The trained csv is in Chinese. I have double checked the words. They are all included. Both alphabet.txt and the csv are coded in utf-8. What happened?

I have checked KeyError in self._str_to_label[string] of DeepSpeech/util/ when training own model

but failed.

@myrainbowandsky In future could you please not double, triple, quadruple… post the same problem.

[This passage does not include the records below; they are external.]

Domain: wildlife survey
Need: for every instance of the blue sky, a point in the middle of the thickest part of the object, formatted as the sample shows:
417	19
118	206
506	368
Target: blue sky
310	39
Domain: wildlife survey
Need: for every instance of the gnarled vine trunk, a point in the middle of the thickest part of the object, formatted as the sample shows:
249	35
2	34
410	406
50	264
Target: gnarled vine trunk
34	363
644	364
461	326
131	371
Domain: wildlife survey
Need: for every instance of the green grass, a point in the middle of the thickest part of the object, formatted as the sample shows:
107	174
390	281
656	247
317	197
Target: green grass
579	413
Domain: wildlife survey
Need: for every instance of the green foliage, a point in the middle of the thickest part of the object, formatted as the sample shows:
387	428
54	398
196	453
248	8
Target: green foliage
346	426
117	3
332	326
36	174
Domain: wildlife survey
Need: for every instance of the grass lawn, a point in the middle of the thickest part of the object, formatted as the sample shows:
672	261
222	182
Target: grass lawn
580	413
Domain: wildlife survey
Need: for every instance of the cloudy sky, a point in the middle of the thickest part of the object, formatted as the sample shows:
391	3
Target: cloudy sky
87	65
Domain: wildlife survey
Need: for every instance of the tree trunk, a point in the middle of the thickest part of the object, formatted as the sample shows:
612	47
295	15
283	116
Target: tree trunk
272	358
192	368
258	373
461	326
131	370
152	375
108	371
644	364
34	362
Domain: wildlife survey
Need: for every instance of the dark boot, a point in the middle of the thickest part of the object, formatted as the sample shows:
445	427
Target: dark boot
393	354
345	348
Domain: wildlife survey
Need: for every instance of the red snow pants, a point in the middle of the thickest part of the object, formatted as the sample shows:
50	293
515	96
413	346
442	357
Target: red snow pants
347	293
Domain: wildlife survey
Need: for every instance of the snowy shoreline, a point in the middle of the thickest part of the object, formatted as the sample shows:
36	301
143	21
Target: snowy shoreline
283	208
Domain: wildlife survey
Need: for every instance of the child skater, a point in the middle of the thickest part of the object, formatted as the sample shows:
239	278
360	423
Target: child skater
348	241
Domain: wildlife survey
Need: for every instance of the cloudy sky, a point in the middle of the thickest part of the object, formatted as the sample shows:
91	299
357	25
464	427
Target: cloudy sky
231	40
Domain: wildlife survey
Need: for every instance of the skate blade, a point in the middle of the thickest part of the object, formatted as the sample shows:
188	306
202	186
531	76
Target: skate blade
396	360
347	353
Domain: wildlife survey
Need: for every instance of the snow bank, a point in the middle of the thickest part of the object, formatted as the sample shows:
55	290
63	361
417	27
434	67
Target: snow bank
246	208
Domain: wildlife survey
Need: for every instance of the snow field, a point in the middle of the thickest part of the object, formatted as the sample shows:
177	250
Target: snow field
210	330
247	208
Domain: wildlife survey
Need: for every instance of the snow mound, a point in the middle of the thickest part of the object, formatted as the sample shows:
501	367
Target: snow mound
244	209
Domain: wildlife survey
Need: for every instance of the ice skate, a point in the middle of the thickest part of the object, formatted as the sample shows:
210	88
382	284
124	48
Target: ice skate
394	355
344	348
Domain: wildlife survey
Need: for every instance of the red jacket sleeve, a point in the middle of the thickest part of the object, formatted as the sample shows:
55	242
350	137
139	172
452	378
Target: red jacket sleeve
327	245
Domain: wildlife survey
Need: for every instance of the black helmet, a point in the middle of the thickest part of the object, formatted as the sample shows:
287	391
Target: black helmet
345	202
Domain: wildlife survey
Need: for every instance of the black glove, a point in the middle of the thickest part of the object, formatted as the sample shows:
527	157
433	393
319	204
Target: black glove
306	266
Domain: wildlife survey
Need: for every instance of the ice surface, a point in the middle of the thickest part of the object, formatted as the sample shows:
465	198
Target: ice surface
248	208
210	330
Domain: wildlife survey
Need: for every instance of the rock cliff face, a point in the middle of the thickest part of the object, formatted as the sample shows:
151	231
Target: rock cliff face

hi,I trained “data_thcs30”.It can run and exported model file correctly,but it output nothing when i use the model to infer. I use the following command:

deepspeech --model /tmp/DeepSpeech/data_thchs30/model_201903201911/output_graph.pbmm
–alphabet /tmp/dataset/data_thchs30/csv/alphabet.txt
–lm /tmp/data_thchs30/csv/lm.binary
–trie /tmp/data_thchs30/csv/trie
–audio /tmp/data_thchs30/test/D8_999.wav

Hi Jack,

I am building a RPG AR Game. We need a special lady voice for our main role Miss U. Could u help us on the project ?

Thank you,
Harry Chen
Wetcat: chenyd00
Hp: +86 18050283030

deepspeech --model /tmp/DeepSpeech/data_thchs30/model_201903201911/output_graph.pbmm
–alphabet /tmp/dataset/data_thchs30/csv/alphabet.txt
–lm /tmp/data_thchs30/csv/lm.binary
–trie /tmp/data_thchs30/csv/trie
–audio /tmp/data_thchs30/test/D8_999.wav

@huangtianyu 您好,我想问一下,您运行这段代码的时候没有报错吗?
我运行这段代码的时候 :
Invalid argument: No OpKernel was registered to support Op ‘Slice’ with these attrs. Registered devices: [CPU,GPU], Registered kernels:

     [[{{node Slice}} = Slice[Index=DT_INT32, T=DT_INT32](Shape_1, Slice/begin, Slice/size)]]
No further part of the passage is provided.